Prior to the start of the 2024-25 college basketball season, you could count on one hand the number of experts who believed the Oklahoma men would come anywhere close to cracking the upper half of the SEC standings, let alone receiving an NCAA Tournament bid.
Most every college basketball pundit and preview magazine had the Sooners missing out on March Madness -- at least insofar as the NCAA Tournament is concerned -- for a fourth straight year. The last time Oklahoma participated in the Big Dance was in 2021, Lon Kruger's last of 10 seasons as the OU head coach.
The general impression among Sooner fans when it first became known that Oklahoma would be joining the SEC after nearly an eight-decade affiliation with the Big 12 and all of its previous iteration was that Oklahoma would be better off in the sport of basketball competing in the SEC rather than in the Big 12, which, like the SEC is in football, is considered the strongest major conference in college basketball.
Well, Sooner fans, welcome to the SEC. Oklahoma was picked to finish 15th out of 16 SEC teams this season in the SEC Preseason Media Poll and eight SEC teams are ranked this week in the Associated Press Top 25, including three in the top five.
Surprise, surprise, though! The Sooners are one of those eight ranked SEC teams. After starting out the season with eight consecutive wins, the second consecutive season the OU men have gone undefeated through at least the first eight games, and defeating a strong field in capturing the Battle 4 Atlantis championship in the Bahamas, the 2024-25 edition of Sooner basketball is starting to turn some heads and get national recognition.
If you are like me and follow ESPN's Joe Lunardi and his Bracketology projections throughout the college basketball season, you would know that Oklahoma was nowhere to be found in Lunardi's or any other 2025 NCAA Tournament projections. Entering Week 5 of the college season, I'm happy to report that is no longer the case.
This week, Lunardi has the Sooner men as a No. 8 seed and one of 12 (not a misprint) teams from the SEC to make it into this year's Big Dance.
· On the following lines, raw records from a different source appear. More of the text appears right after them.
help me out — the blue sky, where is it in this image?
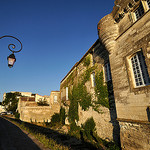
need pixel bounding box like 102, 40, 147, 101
0, 0, 114, 101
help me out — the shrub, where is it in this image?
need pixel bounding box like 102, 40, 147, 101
14, 111, 20, 119
59, 107, 66, 125
82, 117, 96, 140
50, 113, 60, 125
37, 100, 49, 106
69, 122, 81, 139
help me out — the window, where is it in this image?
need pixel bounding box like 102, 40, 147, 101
147, 0, 150, 8
54, 95, 57, 103
66, 87, 68, 100
134, 2, 145, 20
91, 72, 96, 87
104, 63, 112, 82
130, 51, 150, 87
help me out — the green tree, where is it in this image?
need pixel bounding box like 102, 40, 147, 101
37, 98, 49, 106
2, 92, 21, 114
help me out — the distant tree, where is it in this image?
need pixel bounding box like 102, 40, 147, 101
37, 98, 49, 106
2, 92, 21, 114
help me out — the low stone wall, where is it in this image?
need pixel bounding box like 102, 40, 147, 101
119, 121, 150, 150
19, 105, 60, 123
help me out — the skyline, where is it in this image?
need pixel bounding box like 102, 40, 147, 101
0, 0, 115, 101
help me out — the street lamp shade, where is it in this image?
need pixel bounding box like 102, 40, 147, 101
7, 53, 16, 68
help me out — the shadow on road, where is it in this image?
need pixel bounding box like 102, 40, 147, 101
5, 117, 101, 150
0, 116, 41, 150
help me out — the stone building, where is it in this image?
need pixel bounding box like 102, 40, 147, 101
3, 91, 50, 104
97, 0, 150, 149
60, 40, 120, 143
50, 91, 61, 105
17, 91, 60, 123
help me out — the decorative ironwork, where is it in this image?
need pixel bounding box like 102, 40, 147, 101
0, 35, 22, 53
0, 35, 22, 68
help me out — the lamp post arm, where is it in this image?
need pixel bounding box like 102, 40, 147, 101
0, 35, 23, 53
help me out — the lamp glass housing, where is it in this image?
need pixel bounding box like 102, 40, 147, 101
7, 53, 16, 68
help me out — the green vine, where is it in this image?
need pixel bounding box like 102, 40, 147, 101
82, 117, 96, 141
68, 66, 94, 125
65, 58, 110, 138
81, 66, 95, 84
83, 55, 91, 67
68, 85, 79, 124
94, 71, 109, 108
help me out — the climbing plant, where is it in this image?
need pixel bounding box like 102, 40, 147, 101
59, 107, 66, 125
83, 55, 91, 67
82, 117, 96, 141
77, 83, 92, 111
68, 85, 79, 124
94, 71, 109, 108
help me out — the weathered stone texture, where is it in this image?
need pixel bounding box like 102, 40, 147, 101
60, 40, 120, 144
98, 0, 150, 149
110, 16, 150, 121
98, 14, 118, 54
77, 106, 117, 142
119, 121, 150, 150
18, 91, 61, 123
19, 103, 60, 123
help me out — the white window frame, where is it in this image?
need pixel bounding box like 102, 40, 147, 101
134, 2, 145, 21
91, 72, 96, 87
130, 51, 150, 87
104, 63, 112, 82
54, 95, 57, 103
146, 0, 150, 9
66, 87, 68, 100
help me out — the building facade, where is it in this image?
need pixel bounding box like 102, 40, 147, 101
98, 0, 150, 149
60, 40, 120, 143
17, 91, 60, 123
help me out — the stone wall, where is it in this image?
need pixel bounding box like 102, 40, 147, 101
98, 0, 150, 149
119, 121, 150, 150
19, 105, 60, 123
60, 40, 120, 144
18, 100, 60, 123
98, 0, 150, 122
18, 92, 61, 123
77, 106, 114, 141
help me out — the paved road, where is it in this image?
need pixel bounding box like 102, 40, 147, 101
0, 116, 41, 150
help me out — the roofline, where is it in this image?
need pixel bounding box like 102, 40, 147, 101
60, 39, 99, 83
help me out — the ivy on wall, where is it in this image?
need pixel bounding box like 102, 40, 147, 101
94, 71, 109, 108
68, 85, 79, 124
59, 53, 115, 145
64, 54, 110, 131
83, 55, 91, 67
Obviously it is still very early in the season with three full months remaining, and things will certainly change as the season progresses, but we'll take any recognition we can get for Oklahoma men's basketball anytime we can get it.
Beggars shouldn't be choosers, but all things considered, the Sooners would probably like to avoid the dreaded 8/9 seed line, but not , of course, if it would mean being left out of the NCAA Tournament.
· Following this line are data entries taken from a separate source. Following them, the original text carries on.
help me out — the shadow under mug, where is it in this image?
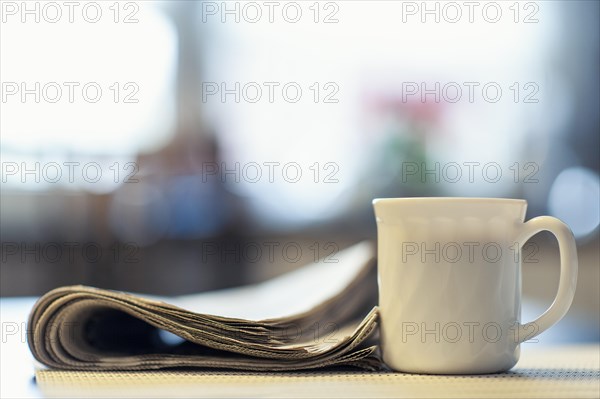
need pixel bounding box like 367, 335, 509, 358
373, 198, 578, 374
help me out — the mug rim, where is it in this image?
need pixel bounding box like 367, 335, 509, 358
372, 197, 527, 205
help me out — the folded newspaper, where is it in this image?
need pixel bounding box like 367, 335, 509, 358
28, 242, 384, 371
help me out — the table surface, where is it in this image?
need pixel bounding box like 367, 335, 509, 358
2, 298, 599, 399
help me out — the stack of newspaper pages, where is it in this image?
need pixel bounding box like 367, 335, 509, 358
28, 242, 384, 371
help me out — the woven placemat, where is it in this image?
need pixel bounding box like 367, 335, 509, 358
36, 345, 600, 398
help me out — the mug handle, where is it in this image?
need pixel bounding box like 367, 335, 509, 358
514, 216, 578, 343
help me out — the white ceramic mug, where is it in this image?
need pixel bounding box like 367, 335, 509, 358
373, 198, 578, 374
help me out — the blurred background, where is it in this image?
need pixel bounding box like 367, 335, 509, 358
1, 1, 598, 342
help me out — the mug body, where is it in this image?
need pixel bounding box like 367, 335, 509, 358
374, 198, 527, 374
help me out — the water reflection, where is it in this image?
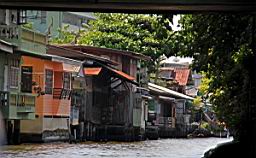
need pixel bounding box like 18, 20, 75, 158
0, 138, 232, 158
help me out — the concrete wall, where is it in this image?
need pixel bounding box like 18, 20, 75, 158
43, 117, 68, 131
21, 117, 43, 134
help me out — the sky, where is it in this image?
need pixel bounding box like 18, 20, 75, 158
171, 15, 181, 31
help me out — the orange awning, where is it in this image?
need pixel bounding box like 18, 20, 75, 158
84, 67, 102, 75
112, 69, 135, 81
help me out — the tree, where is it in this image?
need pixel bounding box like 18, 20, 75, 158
176, 14, 254, 143
51, 13, 175, 74
50, 25, 77, 44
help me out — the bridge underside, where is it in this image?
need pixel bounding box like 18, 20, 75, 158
0, 1, 255, 13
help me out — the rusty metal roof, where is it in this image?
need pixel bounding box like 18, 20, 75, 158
57, 45, 151, 61
149, 83, 194, 100
47, 44, 118, 65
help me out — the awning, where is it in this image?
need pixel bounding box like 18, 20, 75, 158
112, 69, 135, 81
108, 67, 138, 86
84, 67, 102, 75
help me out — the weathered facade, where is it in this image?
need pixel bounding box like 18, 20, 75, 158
0, 9, 48, 144
48, 45, 150, 141
148, 83, 193, 138
20, 55, 82, 142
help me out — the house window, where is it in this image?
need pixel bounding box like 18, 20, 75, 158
17, 10, 27, 24
9, 58, 20, 89
45, 69, 53, 94
21, 66, 33, 93
63, 72, 71, 89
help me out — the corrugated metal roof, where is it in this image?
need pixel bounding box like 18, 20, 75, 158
59, 45, 151, 61
47, 45, 119, 66
148, 83, 194, 100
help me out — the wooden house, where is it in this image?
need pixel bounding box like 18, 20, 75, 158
148, 83, 193, 138
48, 45, 150, 141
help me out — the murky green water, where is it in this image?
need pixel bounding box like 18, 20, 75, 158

The trouble with being a No. 8 or 9 seed is that if you're fortunate to win your opening round game, your reward for doing so is a second-round matchup with the region's No. 1 seed. That is precisely what happened in OU's last trip to the NCAA Tournament in 2021. The Sooners, the No. 8 seed, defeated No. 9 Missouri 72-68 and then went up against top-seeded Gonzaga in round two. Austin Reaves (now with the Los Angeles Lakers) scored 27 points for the Sooners, but it was in a losing cause as Gonzaga prevailed, 87-71.
Now in his fourth season in Norman, Porter Moser is still looking for his first NCAA Tournament appearance as the Sooners' head coach. He owns a 62-45 record at Oklahoma, but has had the misfortune of having to deal with huge roster turnover every year because of players out of eligibility and the ubiquitous transfer portal.
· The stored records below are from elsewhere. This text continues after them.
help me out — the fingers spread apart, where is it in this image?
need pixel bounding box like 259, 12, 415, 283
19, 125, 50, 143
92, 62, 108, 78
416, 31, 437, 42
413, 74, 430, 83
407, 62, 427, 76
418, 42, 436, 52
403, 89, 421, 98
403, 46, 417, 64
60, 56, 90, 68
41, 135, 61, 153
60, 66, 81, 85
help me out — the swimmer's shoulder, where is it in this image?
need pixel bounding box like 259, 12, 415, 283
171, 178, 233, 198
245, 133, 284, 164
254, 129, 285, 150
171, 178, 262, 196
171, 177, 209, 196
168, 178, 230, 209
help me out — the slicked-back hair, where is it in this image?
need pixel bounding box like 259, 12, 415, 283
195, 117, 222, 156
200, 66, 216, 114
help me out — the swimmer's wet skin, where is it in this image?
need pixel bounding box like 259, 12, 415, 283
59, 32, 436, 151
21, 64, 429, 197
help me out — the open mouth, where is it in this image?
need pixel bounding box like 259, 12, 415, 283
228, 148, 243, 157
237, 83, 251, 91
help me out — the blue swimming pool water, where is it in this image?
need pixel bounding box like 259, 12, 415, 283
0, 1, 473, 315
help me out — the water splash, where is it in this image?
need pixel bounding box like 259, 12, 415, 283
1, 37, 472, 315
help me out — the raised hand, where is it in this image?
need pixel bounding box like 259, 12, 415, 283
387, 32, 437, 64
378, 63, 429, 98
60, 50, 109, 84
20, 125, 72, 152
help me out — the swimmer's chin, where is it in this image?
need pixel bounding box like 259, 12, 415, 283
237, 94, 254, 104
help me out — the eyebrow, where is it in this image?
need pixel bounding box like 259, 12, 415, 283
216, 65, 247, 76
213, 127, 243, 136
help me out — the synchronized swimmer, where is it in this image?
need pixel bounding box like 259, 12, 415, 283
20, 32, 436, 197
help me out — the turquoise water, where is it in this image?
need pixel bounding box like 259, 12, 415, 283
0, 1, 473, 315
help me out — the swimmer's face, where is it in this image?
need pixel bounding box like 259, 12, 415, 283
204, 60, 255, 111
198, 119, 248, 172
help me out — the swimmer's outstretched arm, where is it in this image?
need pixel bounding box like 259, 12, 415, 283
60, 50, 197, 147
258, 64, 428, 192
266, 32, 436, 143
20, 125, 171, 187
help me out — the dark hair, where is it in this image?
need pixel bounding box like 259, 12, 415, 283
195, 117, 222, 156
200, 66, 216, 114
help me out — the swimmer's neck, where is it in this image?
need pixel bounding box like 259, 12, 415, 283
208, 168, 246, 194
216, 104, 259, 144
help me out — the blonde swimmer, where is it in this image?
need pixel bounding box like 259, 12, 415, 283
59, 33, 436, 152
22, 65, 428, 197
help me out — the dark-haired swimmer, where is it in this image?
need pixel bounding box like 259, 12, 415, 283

The OU head coach had the same issue in building the Oklahoma roster for 2024-25. He lost three starters off of last season's team and seven players total. Three were out of eligibility and four entered the transfer portal.
For 2024-25, Moser welcomed 10 new players, seven transfers and three members of the 2024 recruiting class. Early on, it appears he has a slam dunk with this year's group.